The NBA and other professional sports leagues offer a unique environment in which to study quitting behavior. Decision-makers in pro sports get a lot of continuous, quick, clear feedback on player productivity. Pro basketball is a data-rich environment, with many objective measures of player performance, constantly being updated. The coach and team management are highly motivated to use the best players in the right situations and, obviously, to win.

In 1995, social psychologist Barry Staw and colleague Ha Hoang looked at escalation of commitment and quitting following one of the common, high-stakes decisions made by expert sports executives: The NBA draft. Did a basketball player’s draft order affect later decisions – independent of their on-court performance – on their playing time, likelihood of being traded, and career length?

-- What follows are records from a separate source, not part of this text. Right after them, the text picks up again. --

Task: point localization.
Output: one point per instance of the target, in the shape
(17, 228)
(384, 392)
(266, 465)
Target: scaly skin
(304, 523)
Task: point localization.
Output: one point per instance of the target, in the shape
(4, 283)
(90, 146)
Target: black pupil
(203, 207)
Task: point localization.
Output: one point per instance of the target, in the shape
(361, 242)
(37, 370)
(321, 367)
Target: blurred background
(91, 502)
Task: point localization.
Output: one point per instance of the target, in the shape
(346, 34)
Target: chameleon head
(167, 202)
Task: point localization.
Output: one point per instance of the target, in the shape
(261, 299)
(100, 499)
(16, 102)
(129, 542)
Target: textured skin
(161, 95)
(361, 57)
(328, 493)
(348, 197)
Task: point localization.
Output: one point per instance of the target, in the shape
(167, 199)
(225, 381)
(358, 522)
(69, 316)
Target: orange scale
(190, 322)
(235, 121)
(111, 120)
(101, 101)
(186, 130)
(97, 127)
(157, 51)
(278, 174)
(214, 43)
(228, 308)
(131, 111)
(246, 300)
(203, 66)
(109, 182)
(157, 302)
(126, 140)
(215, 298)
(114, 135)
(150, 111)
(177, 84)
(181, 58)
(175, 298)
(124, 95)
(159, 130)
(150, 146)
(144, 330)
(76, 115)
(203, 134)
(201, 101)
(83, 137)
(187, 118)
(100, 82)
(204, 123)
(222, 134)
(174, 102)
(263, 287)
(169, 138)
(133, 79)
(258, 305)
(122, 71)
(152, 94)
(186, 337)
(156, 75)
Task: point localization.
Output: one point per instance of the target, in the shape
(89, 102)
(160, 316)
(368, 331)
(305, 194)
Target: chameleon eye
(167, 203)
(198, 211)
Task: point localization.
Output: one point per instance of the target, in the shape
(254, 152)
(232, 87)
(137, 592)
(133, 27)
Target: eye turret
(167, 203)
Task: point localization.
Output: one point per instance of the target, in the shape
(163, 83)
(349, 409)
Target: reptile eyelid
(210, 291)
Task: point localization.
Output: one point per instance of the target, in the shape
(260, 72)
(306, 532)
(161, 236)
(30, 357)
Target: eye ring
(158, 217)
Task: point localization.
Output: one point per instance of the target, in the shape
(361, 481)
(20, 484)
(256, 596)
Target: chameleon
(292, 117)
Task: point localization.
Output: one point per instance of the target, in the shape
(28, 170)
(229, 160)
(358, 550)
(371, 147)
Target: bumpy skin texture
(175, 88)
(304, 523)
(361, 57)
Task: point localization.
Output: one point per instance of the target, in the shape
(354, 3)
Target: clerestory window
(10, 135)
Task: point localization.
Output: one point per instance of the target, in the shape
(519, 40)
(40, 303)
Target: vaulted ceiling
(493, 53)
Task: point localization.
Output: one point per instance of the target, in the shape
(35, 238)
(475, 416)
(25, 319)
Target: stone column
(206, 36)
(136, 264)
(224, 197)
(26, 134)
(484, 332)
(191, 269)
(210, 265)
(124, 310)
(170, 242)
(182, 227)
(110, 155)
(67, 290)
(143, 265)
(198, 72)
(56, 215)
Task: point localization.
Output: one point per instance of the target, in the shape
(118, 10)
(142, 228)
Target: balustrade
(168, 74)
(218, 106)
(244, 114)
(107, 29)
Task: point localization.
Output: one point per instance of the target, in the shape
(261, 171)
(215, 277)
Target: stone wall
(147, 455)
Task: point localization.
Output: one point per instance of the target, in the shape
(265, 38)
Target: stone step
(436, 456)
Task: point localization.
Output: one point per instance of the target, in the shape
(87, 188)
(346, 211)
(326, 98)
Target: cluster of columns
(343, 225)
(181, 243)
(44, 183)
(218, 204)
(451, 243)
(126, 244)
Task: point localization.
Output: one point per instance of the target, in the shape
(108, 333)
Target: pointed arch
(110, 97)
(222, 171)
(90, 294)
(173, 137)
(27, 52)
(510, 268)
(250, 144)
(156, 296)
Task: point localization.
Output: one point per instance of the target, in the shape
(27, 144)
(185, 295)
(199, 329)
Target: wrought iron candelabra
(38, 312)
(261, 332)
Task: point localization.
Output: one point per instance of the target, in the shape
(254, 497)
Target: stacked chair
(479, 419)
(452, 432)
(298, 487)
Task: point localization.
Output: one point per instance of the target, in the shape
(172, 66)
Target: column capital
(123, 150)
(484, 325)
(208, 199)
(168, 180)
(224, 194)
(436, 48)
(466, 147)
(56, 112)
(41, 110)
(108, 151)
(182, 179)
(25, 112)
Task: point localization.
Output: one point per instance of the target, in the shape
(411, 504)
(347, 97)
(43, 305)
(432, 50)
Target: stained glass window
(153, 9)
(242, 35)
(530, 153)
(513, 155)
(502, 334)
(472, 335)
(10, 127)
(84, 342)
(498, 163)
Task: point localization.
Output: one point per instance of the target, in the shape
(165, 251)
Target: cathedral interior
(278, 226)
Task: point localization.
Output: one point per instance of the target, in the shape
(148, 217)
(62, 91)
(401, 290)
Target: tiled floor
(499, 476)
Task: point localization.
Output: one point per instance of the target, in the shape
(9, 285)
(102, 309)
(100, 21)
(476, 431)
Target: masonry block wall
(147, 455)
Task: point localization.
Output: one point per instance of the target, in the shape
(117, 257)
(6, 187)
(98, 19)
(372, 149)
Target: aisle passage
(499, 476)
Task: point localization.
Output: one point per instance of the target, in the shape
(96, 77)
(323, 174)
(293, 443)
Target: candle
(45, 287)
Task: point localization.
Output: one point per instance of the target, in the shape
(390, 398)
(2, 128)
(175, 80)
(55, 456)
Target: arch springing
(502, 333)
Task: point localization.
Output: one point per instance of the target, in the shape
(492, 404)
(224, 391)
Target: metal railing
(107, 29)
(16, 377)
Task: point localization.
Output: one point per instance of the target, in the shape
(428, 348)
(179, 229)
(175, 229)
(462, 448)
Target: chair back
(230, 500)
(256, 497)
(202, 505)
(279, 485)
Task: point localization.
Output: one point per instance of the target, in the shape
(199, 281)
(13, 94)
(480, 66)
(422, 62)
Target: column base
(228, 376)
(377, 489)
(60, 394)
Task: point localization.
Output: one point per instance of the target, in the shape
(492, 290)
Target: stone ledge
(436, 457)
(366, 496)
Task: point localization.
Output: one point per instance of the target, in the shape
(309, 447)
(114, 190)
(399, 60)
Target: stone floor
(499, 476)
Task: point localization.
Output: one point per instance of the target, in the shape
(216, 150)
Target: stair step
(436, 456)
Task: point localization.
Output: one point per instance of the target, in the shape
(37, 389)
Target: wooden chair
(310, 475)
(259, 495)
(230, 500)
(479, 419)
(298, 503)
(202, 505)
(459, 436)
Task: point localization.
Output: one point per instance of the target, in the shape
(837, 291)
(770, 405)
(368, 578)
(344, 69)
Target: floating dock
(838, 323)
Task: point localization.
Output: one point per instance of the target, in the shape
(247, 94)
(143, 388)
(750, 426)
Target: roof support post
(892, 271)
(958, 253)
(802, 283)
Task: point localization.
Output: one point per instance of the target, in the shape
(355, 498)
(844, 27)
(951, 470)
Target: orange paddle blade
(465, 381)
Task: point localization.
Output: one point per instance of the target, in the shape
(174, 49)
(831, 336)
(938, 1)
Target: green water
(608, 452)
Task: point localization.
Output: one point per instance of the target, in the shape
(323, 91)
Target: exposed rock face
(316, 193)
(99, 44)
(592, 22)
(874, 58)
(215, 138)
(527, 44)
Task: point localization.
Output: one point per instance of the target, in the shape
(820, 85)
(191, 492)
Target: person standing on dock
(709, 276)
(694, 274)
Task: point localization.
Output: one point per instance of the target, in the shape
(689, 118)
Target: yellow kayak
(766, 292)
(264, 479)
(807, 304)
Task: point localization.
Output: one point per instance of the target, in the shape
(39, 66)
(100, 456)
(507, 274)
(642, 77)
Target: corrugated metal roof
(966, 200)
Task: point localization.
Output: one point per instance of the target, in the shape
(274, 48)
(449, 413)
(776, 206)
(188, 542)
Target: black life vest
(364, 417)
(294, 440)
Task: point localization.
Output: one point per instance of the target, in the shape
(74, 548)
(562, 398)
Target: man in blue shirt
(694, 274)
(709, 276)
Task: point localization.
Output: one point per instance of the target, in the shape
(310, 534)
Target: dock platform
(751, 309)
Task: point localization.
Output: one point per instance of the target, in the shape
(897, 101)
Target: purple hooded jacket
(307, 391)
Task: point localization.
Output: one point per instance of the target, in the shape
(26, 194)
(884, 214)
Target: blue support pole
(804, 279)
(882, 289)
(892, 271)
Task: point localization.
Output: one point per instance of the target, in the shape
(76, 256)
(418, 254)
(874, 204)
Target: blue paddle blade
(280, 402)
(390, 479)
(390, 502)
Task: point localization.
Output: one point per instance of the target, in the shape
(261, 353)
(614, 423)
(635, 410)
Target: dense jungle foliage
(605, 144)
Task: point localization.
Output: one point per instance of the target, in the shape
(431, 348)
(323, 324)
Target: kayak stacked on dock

They analyzed players and their draft order in the 1980–1986 NBA drafts, nine measures of player performance, minutes of playing time for five seasons, career length, and whether a player was traded.

It turned out that draft order did have an independent effect on future playing time and roster decisions. “Results showed that teams granted more playing time to their most highly drafted players and retained them longer, even after controlling for players’ on-court performance, injuries, trade status, and position played.”

This is where you can clearly see the effect of cognitive errors like the sunk cost fallacy. Spending a high draft pick to acquire a player burns a valuable, limited resource. Benching or trading or releasing such a player, despite performance data justifying it, feels tantamount to wasting that resource, so those players get a lot more chances than players drafted lower who are playing as well or better.

These findings can’t be dismissed as a relic of the pre-Moneyball era. Economist Quinn Keefer has conducted several field studies since the mid-2010’s on the effects of draft order and player compensation on playing time in the NFL and the NBA. Although the effect sizes were diminished, they were still significant, replicating the original findings from the 1980’s and 1990’s.

This begs the question: If pro sports teams, with their armies of analysts and constant pressure to win, are making this error, what’s happening in our everyday lives? What relationships are we staying in too long? What employees are we holding onto that we should be laying off? What jobs are we staying in that we should be walking away from? What beliefs do we cling to that we should have updated long ago? What marathons are we continuing to run with a broken leg?


What makes quitting so hard is that, if we quit, we fear that we will have failed and wasted our time, effort, or money. When we worry that quitting means failing, what exactly are we failing at? If we quit something that’s no longer worth pursuing, that’s not a failure. That’s a success. We need to start thinking about waste as a forward-looking problem, not a backward-looking one. That means realizing that spending another minute or another dollar or another bit of effort on something that is no longer worthwhile is the real waste.

We need to redefine failure. We need to redefine waste. But ultimately, we need to rehabilitate the very idea of quitting.

Contrary to popular belief, winners quit a lot. That’s how they win.